= Oscar Feldman =

American attorney (1921–2024)

Oscar Henry Feldman (August 18, 1921 – November 27, 2024) was an American attorney who was a longtime minority owner and legal counsel of the Detroit Pistons of the National Basketball Association. From 1975 to 1977 he was also the team's general manager.

==Early life==
Feldman was born in Poughkeepsie, New York, on August 18, 1921. He enrolled at the University of Michigan in 1939, where he met his future business partner, Bill Davidson. He served in the United States Army during World War II and after the war, he earned a Master of Business Administration from Michigan and a law degree from the Columbia Law School. After graduating, he taught at Columbia for one year then worked for the Internal Revenue Service in the office of the chief counsel. In 1951, Feldman returned to Michigan, where he purchased a pharmaceutical company with Davidson and taught law at Wayne State University. He took over his father-in-law's law practice following his sudden death and served as a legal counsel for Guardian Industries, which was run by Davidson.

==Detroit Pistons==
On July 29, 1974, Davidson, Feldman, and nine other partners purchased the Detroit Pistons from Fred Zollner for $8.1 million. General manager Ed Coil agreed to stay with the team for one year following the sale and when he departed on July 1, 1975, Feldman succeeded him as general manager. On January 26, 1976, Feldman fired the team's then-winningest coach, Ray Scott due to his poor "rapport with the entire organization". The Pistons, who had gone 17–25 under Scott, went 19–21 under his replacement Herb Brown and made it to the Western Conference semifinals, where they lost to the Golden State Warriors in six games.

The Pistons selected Marvin Barnes in the 1976 ABA dispersal draft and after protracted negotiations, Feldman signed him to a $500,000-a-year contract. Soon after signing, Barnes was arrested for carrying a concealed handgun at the Detroit Metropolitan Airport and, after the Pistons were eliminated from the playoffs, began serving a jail sentence for violating his probation.

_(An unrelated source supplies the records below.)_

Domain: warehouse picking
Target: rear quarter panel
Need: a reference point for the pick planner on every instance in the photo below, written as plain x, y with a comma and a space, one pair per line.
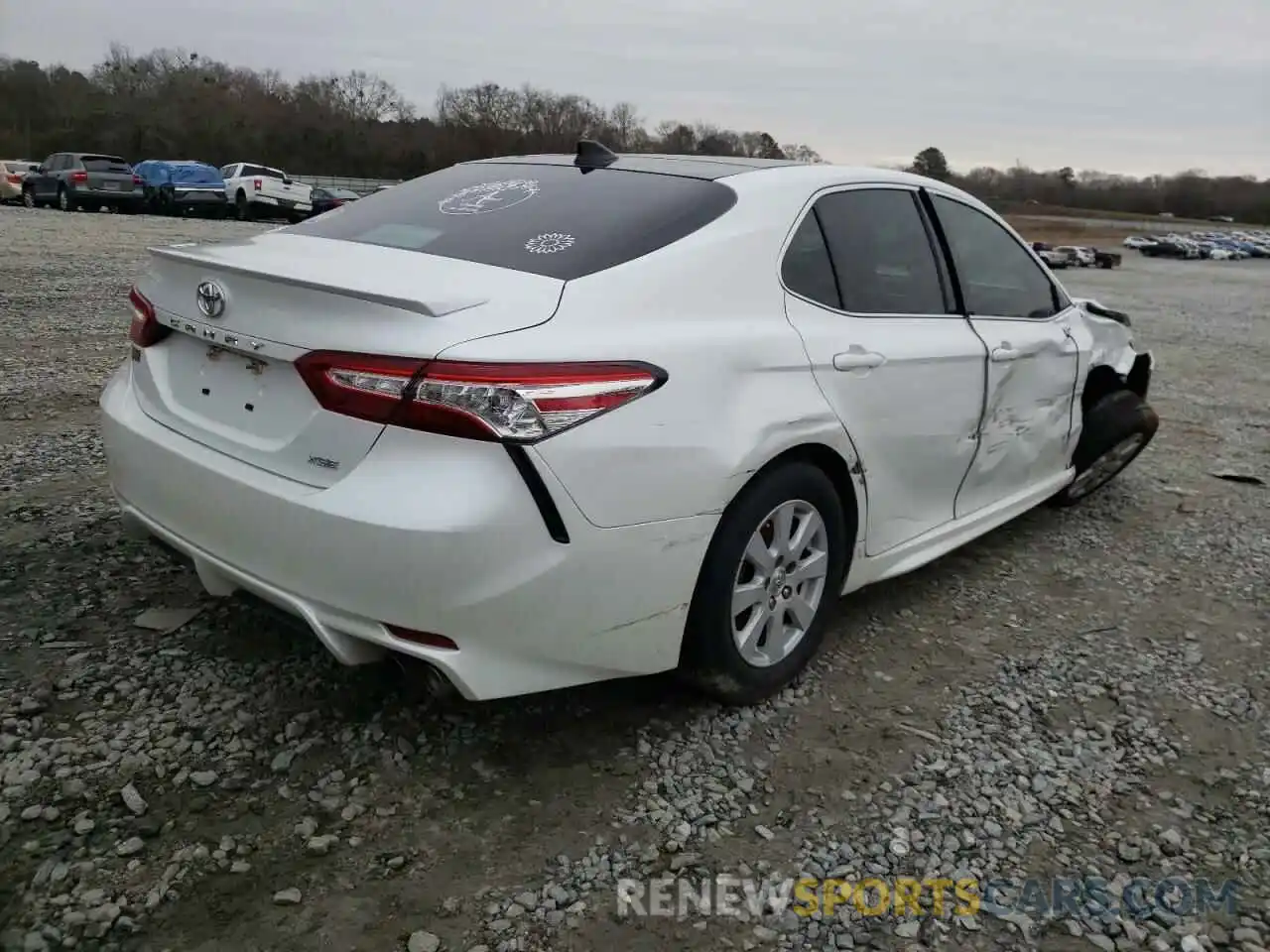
708, 311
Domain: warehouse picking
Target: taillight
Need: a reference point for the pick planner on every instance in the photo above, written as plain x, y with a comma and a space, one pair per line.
515, 403
145, 327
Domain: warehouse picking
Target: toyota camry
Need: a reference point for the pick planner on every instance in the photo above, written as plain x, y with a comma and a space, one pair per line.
556, 419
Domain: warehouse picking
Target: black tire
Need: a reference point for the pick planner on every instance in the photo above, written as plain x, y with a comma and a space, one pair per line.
710, 657
1120, 422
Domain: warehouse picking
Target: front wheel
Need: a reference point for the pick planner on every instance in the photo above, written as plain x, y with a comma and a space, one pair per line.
1116, 429
769, 579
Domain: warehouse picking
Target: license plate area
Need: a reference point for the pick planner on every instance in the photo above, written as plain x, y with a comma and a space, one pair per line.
249, 399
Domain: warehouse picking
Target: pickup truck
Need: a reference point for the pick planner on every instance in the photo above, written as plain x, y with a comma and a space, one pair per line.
262, 191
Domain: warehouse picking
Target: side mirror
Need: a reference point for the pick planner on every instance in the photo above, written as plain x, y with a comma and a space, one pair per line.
1103, 311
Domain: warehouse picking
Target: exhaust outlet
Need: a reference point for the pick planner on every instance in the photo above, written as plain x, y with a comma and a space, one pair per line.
439, 684
429, 676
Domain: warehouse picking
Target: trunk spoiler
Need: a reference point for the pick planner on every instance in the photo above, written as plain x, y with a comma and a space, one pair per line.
402, 303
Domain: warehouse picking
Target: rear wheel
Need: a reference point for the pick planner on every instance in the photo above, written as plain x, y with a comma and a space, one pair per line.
769, 579
1116, 429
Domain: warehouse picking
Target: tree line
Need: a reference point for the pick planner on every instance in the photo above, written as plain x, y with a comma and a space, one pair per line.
171, 103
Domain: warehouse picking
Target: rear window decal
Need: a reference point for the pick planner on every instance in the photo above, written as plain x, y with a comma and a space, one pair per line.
489, 197
549, 243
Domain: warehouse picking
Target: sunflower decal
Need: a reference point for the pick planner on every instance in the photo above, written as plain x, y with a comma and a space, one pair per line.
548, 243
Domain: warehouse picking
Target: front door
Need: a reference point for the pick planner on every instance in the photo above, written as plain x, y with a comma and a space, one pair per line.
903, 371
1023, 317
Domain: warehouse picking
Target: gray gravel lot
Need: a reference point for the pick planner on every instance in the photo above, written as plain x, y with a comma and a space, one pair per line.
1080, 693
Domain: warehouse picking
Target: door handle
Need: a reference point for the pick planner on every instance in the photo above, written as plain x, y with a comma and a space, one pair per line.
856, 358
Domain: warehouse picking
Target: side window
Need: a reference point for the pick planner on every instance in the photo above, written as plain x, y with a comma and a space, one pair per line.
998, 278
807, 270
881, 253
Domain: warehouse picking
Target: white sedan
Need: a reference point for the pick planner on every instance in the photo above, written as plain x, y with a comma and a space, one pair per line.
558, 419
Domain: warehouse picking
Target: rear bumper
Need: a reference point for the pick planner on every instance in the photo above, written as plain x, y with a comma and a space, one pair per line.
94, 194
427, 534
198, 197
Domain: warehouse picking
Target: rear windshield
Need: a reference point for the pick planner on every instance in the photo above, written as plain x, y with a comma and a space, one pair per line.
550, 220
104, 163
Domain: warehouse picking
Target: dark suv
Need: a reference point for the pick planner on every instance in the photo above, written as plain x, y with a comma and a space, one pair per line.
73, 180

On May 25, 1977, Feldman stepped down as general manager in favor of his handpicked successor – Atlanta Hawks assistant GM and former Buffalo Braves All-Star Bob Kauffman. Feldman remained with the team as legal counsel and worked on the team's relocation from the Cobo Arena to the Pontiac Silverdome. Kauffman resigned for personal reasons at the end of the season and Feldman took over his duties. The Pistons went 30–52 and missed the playoffs in 1978–79 under new head coach Dick Vitale.

In the summer of 1979, Pistons forward M. L. Carr signed as a free agent with the Boston Celtics. The two teams could not agree on compensation for Carr, with Vitale wanting Bob McAdoo and Celtics GM Red Auerbach wanting to send Curtis Rowe and another player to Detroit. The dispute ended when the Pistons agreed to trade two first round picks in 1980 NBA draft to the Celtics for McAdoo. The Pistons made another high-priced acquisition that same offseason by signing Jim McElroy. After the team got off to a 4–8 start, Feldman fired Vitale and named assistant coach Richie Adubato as his interim replacement. On December 11, 1979, the Pistons named Indiana Pacers assistant coach Jack McCloskey general manager, ending Feldman's run as head of basketball operations. Detroit finished the season with a league-worst 16–66 record, which gave the Celtics the top pick in the 1980 draft (Boston traded the pick to the Golden State Warriors in exchange for Robert Parish and the #3 overall pick, which they used to select Kevin McHale).

Feldman remained with the Pistons as a minority owner until October 2009. Feldman died on November 27, 2024, at the age of 103.